3- The hyper-intellectual neo-communists of the Nettime list (from which I
have now unsubscribed) who snicker at our losses, and believe that America
deserves such an attack as revenge for its actions in Kosovo (saving a race
from genocide), or the corporate policies of the Gap.
All three groups are fundamentalists, who are clinging to a world view that
tolerance, media, and - yes - capitalism tend to erode. We are all in this
together. Abortionists and mothers, Arab and Jew, libertarian and communist.
Take a good hard look at who is attempting to create structures within which
everyone can live in peace, and who is not. Which looks more like pluralism
to you? Old Jerusalem or Jordan?

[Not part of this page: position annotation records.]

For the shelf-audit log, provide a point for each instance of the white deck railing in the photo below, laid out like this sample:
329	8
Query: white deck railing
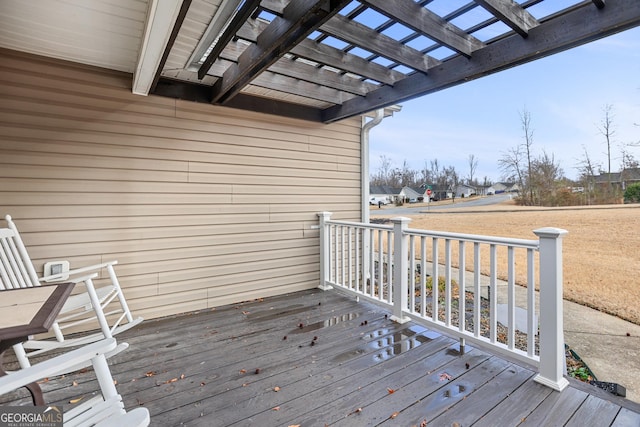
465	285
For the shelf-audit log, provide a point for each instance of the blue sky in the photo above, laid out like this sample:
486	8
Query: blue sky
565	95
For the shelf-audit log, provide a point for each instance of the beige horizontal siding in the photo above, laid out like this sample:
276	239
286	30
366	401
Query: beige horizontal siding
200	205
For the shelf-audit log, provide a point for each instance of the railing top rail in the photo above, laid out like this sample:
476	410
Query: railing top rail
475	238
360	225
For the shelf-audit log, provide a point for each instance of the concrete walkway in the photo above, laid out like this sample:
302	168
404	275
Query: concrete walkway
602	343
599	339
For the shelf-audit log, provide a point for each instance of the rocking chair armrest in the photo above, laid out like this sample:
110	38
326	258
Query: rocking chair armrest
91	267
75	271
75	280
57	364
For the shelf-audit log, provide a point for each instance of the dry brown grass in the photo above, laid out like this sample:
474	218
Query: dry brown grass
601	251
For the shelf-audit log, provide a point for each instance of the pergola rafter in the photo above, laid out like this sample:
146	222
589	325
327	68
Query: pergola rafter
327	60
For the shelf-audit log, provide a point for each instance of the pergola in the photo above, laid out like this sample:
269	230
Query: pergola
318	60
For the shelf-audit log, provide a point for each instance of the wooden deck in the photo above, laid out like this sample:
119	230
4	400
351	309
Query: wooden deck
317	358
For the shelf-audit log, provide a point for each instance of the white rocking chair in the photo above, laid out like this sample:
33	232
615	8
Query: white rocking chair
106	409
95	304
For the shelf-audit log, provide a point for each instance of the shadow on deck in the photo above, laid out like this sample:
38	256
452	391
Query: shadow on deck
316	358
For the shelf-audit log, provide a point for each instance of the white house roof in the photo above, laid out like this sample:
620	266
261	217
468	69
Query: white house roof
320	60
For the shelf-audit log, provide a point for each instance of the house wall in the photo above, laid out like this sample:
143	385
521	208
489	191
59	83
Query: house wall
200	205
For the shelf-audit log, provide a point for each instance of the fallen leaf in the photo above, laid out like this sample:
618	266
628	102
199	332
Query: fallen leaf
444	376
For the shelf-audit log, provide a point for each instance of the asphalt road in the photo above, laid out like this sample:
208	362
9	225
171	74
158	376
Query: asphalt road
416	209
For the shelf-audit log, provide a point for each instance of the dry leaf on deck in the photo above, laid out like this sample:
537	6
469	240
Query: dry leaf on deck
444	376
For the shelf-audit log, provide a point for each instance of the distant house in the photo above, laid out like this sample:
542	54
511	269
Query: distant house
442	192
618	179
503	187
464	190
417	193
387	192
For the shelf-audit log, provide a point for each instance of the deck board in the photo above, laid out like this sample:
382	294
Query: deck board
348	365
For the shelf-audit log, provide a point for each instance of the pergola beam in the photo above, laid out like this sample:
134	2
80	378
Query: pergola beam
512	14
237	21
358	34
299	19
424	21
578	26
328	55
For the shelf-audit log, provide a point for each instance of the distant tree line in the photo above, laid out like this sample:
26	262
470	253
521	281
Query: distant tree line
433	173
542	181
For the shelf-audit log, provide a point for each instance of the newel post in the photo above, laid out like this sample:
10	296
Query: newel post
400	269
552	355
325	255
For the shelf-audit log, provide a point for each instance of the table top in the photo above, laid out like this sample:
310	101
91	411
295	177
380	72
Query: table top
29	311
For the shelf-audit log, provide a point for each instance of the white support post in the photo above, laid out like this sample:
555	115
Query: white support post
552	355
400	269
324	250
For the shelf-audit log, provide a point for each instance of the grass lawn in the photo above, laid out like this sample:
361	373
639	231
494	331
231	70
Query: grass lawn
601	251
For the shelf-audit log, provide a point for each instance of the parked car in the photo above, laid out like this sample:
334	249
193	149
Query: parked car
378	200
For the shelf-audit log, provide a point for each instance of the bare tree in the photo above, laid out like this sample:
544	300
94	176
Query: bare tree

New York or Tehran?
4) Introspection and self-loathing are extremely positive when they can be
used to make real changes to one's outlooks and behaviors. But they can be
crippling when taken too far, or when they're indulged at the wrong moment.
Similarly, fist-waving and hyper-patriotic rhetoric seems, to me, like a
retreat into the symbols of an ancient war rather than an expression of the
values we aim to defend.
This is an opportunity take our ongoing struggle for plurality and human
creativity to the next level. For more consciousness, not less. For the
dismantling of a war machine that is, in part, our own creation.
In closing, I don't hear any calls for the kinds of reprisals that so many
people fear. I hear it from a few radio DJ's and other firebrands. From Bush
- except during the first day or two - and from Powell, I've heard what
could be called restraint.
The war will be fought on a cultural and ideological level. We must begin to
develop cultural and spiritual tools - spiritual bombs - that prevent people
from becoming so programmed that they want to kill so many people, including
themselves. This means understanding why people are often willing to
surrender their free will (poverty, isolation, etc.) and how people can be
led to devalue human life.
And these, my friends, are ultimately questions of media literacy.